Sin embargo, aquella noche de 1974 fue distinta a todas y por primera vez en su vida Galíndez fue un producto autóctono y genuino de la garra argentina.
Con un tobillo destrozado por un accidente motociclístico, con la angustia que le provocaba llegar a los 79,378 kg, el límite de la categoría, por su adicción a las bebidas gaseosas y con un récord de 33 victorias, 6 reveses, 4 empates y dos combates sin decisión, barría a Hutchins, a quien, tras derribar en el 1º, 4º, 8º y 12º, obligó a desertar ante el campanazo del round 13.
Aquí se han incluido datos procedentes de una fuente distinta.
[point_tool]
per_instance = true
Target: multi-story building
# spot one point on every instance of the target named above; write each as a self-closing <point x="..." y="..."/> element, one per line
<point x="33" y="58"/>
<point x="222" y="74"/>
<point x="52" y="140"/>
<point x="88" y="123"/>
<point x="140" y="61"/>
Galíndez era fuego y corazón. Era precisión en combinaciones de corta y media distancia; sentía la pelea y la temperatura de su propia sangre sobre la piel, transformándose en un toro indomable.
Expuso en el ring todo el desprecio social que digirió en sus tiempos de lustrabotas por las calles de Luján o en las aceleradas a fondo de su desvencijado Fiat 600 rojo, con un leopardo dorado grabado en su guardabarros, a la salida del "Besada Boxing Club", frente a la estación de Morón.
Se convirtió, ya consagrado, en un símbolo, y dejó un legado para los campeones que lo sucedieron: ofrendar hasta el alma cuando se compite por la bandera nacional. Nadie como él, en más de 100 años de historia de nuestro boxeo, asumió aquel mandato de "sangre, sudor y lágrimas" a la hora de batallar en un combate de boxeo.
Es uno de los cinco mejores campeones de todos los tiempos. Sobrevivió a la sombra y al mismo tiempo de Carlos Monzón, y a pesar de ello no resignó valores. Ni humanos ni deportivos.